My Health & Fitness column in the Aiken Standard this week is about stretching and flexibility. This is one aspect of  a comprehensive exercise program that you might be missing. Here’s why that is a problem and what you can do to start improving your flexibility.


The benefits of regular exercise include increased endurance, strength, and flexibility along with increased energy expenditure for weight loss and weight maintenance. These benefits will vary depending on the type of exercise you perform.

Endurance (aerobic) exercise will improve your cardiorespiratory fitness and endurance. These improvements allow you to exercise at a higher intensity or for a longer duration. Aerobic exercise like walking or jogging is also the most effective at burning calories.

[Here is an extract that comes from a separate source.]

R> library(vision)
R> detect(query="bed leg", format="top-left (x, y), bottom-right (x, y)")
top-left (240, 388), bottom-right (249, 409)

Resistance training (weight lifting) will improve your muscular strength. The practical benefit is that you will have an easier time completing physical tasks at work or at home, something that is increasingly important as you get older.

Ideally, your exercise program will include a combination of endurance and resistance training. But there is another type of exercise that you should also include—stretching.

Stretching is an important and often overlooked part of an exercise program. Stretching exercises improve your flexibility and range of motion. This can help reduce back pain and muscle stiffness, improve your posture, and may reduce your risk of injury when you are active.

Here are some key points to keep in mind as you add stretching to your exercise routine:

  • Target major muscle groups. When you’re stretching, focus on your calves, thighs, hips, lower back, neck and shoulders. Also stretch muscles and joints that you routinely use at work or play.
  • Warm up first. The idea that stretching is a good warm-up before exercise is outdated. Stretching muscles when they’re cold increases your risk of injury, including pulled muscles. Warm up first by exercising at low intensity for five minutes or, better yet, stretch after you work out.
  • Hold each stretch for at least 15 seconds. It takes time for the muscles to stretch and lengthen. That can seem like a long time, so keep an eye on the clock or your watch. Then repeat the stretch on the other side. For most muscle groups, a single stretch is often sufficient if you hold it long enough.
  • Don’t bounce. While it might seem that bouncing would give you a better stretch, the opposite can be true. In extreme cases you could even damage the muscle making you less flexible and more prone to pain.
  • Focus on a pain-free stretch. You should expect to feel the stretch, but it shouldn’t cause pain. If it hurts, you’ve gone too far. Back off to the point where you don’t feel any pain, then hold the stretch.
  • Relax and breathe freely. Don’t hold your breath while you’re stretching. This is especially important if you are doing a workout that emphasizes stretching, like yoga.

Yoga is one example of an exercise that results in improved flexibility as well as promoting stress relief. There are different types of yoga, some of which improve strength and endurance along with flexibility. Yoga classes can be modified to accommodate even the least flexible participants, so don’t be afraid to try it.

You may want to start by stretching at two to three times a week to improve and maintain flexibility. Exercises that target the major muscle groups should take less that 10 minutes to complete, so this can easily fit into other activities.

As with any exercise, doing more can yield better results. If you have a problem area, such as tightness in the back of your leg, you might want to stretch more often. And keep in mind that you can stretch anytime, anywhere — in your home, at work, or when you’re traveling.